Fuchs himself tentatively uses Aaronson’s “Knightian Freedom” to refer to his own idea

that nature does what it wants, without a mechanism underneath, and without any “hidden hand” of the likes of Richard von Mises’s Kollective or Karl Popper’s propensities or David Lewis’s objective chances, or indeed any conception that would diminish the autonomy of nature’s events,

which I think is an attempt (and which I admit I don’t completely understand) to remove the probabilities of quantum mechanics entirely from any mechanistic account of physical systems, despite the incredible success of those probabilities in predicting the outcomes of experiments and other observations of quantum mechanical systems. I’m not quite sure this is what either Knight nor Aaronson had in mind with their use of “uncertainty” (or “freedom”), since at least in quantum mechanics, we do know what probabilities to assign, given certain other personal (as Fuchs would have it) information about the system. My Bayesian predilections make me sympathetic with this idea, but then I struggle to understand what, exactly, quantum mechanics has taught us about the world: why do the predictions of quantum mechanics work?

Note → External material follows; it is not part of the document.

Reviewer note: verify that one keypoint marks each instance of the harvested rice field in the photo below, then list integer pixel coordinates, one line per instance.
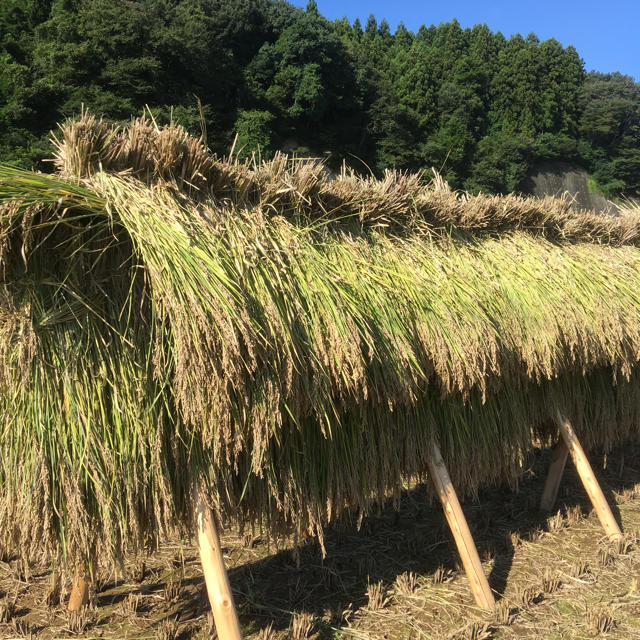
(313, 361)
(555, 576)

When I’m not thinking about physics, for the last year or so my mind has been occupied with politics, so I was amused to see Knightian Uncertainty crop up in a New Yorker article about Trump’s effect on the stock market:

Still, in economics there’s a famous distinction, developed by the great Chicago economist Frank Knight, between risk and uncertainty. Risk is when you don’t know exactly what will happen but nonetheless have a sense of the possibilities and their relative likelihood. Uncertainty is when you’re so unsure about the future that you have no way of calculating how likely various outcomes are. Business is betting that Trump is risky but not uncertain–he may shake things up, but he isn’t going to blow them up. What they’re not taking seriously is the possibility that Trump may be willing to do things–like start a trade war with China or a real war with Iran–whose outcomes would be truly uncertain.

It’s a pretty low bar, but we can only hope.